Stanno cercando di escludere l'uxoricida da questa legge ma ancora non è passata...http://www.camera.it/_dati/leg16/lavori/stampati/pdf/16PDL0036390.pdf
Sono allibita.
Oltretutto la levano alla figlia per darla al marito assassino.
Ma si sono fumati il cervello??

Notare, fra l'altro, che la proposta di legge viene solo dopo avere visto in televisione a mi manda rai3..

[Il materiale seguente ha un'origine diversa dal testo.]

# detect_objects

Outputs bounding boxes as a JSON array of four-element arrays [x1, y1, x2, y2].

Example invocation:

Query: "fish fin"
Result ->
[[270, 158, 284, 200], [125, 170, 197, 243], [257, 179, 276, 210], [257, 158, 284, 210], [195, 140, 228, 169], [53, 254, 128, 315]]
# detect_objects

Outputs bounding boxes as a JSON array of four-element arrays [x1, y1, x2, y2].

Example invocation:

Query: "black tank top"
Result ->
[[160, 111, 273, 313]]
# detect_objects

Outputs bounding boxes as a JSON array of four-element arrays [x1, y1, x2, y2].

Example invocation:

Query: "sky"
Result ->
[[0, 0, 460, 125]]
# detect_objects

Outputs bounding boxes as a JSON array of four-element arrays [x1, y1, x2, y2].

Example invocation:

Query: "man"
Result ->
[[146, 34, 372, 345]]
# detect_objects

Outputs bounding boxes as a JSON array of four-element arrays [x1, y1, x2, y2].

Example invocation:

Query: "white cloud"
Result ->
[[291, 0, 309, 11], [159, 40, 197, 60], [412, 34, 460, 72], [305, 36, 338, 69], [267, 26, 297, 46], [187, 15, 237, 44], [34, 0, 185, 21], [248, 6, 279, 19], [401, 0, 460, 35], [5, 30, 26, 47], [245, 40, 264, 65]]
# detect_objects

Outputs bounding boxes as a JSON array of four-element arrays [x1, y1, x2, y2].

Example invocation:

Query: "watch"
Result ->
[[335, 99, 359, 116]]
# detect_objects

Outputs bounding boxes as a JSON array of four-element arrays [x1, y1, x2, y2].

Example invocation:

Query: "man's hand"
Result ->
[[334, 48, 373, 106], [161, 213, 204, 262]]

Donne sempre più calpestate e umiliate.


----------



## Persa/Ritrovata (20 Agosto 2010)

Abigail ha detto:


> L'altra sera a d Amore criminale ho visto la storia di Annamaria Mele
> 
> http://www.amorecriminale.rai.it/dl...d-3e26-4a2f-9f66-ba55832a6e7f.html?refresh_ce
> 
> ...


 Probabilmente vale anche per chi ha ucciso il marito.
Ma quello (ho visto la storia, ma non fino a quel punto) ha già scontato la pena?


----------



## Fabry (20 Agosto 2010)

Persa/Ritrovata ha detto:


> Probabilmente vale anche per chi ha ucciso il marito.
> Ma quello (ho visto la storia, ma non fino a quel punto) ha già scontato la pena?



Condannato a 14 anni, ne ha scontati 9, ora è libero.....:bleah:


----------



## Persa/Ritrovata (20 Agosto 2010)

Fabry ha detto:


> Condannato a 14 anni, ne ha scontati 9, ora è libero.....:bleah:


 Ma i parenti della moglie sono liberi di ricoprirlo di escrementi?


----------



## Fabry (20 Agosto 2010)

Persa/Ritrovata ha detto:


> Ma i parenti della moglie sono liberi di ricoprirlo di escrementi?

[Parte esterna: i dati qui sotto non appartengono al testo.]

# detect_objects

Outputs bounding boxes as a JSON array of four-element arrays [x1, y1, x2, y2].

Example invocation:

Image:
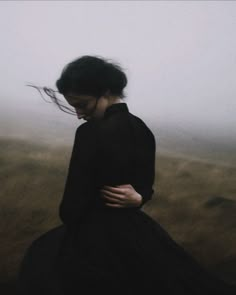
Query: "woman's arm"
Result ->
[[59, 123, 97, 226], [100, 184, 154, 208]]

Sarebbe il minimo.....ho visto anch'io la trasmissione e sono rimasto basito, le vittime e i loro parenti sono anche sbeffeggiati grazie a leggi improponibili


----------



## Persa/Ritrovata (20 Agosto 2010)

Fabry ha detto:


> Sarebbe il minimo.....ho visto anch'io la trasmissione e sono rimasto basito, le vittime e i loro parenti sono anche sbeffeggiati grazie a leggi improponibili


 Anche perché lui era un delinquente anche prima di ucciderla.


----------



## Abigail (20 Agosto 2010)

Fabry ha detto:


> Condannato a 14 anni, ne ha scontati 9, ora è libero.....:bleah:


di rubare i soldi alla moglie e alla figlia


----------



## Fabry (20 Agosto 2010)

Abigail ha detto:


> di rubare i soldi alla moglie e alla figlia



Una cosa abominevole, 80% della reversibilità all'uxoricida e 20% alla figlia :unhappy:


----------



## Abigail (20 Agosto 2010)

Fabry ha detto:


> Una cosa abominevole, 80% della reversibilità all'uxoricida e 20% alla figlia :unhappy:


tu giuro mi sembra fantascienza...
istigazione a delinquere. Ecco cos'è


----------



## Fabry (20 Agosto 2010)

Abigail ha detto:


> tu giuro mi sembra fantascienza...
> istigazione a delinquere. Ecco cos'è



Purtroppo è la dura realtà....


----------



## Amarax (21 Agosto 2010)

Fabry ha detto:


> Una cosa abominevole, 80% della reversibilità all'uxoricida e 20% alla figlia :unhappy:


 
Non c'è limite all'assurdo.
L'ho sentito e , sebbene questo sia gravissimo , mi sono detta "anche questo???? e perchè mi meraviglio del mio? "
Già perchè con la reversibilità ci sono casini enormi in giro.
Io di me vi posso dire che la 2 ex moglie di mio padre (6 mesi insieme) prende la reversibilità, e mia madre (25 anni insieme e 3 figli) no.
Imbrogli vari le hanno consentito di farlo ed ora...stiamo iniziando a fare qualcosa...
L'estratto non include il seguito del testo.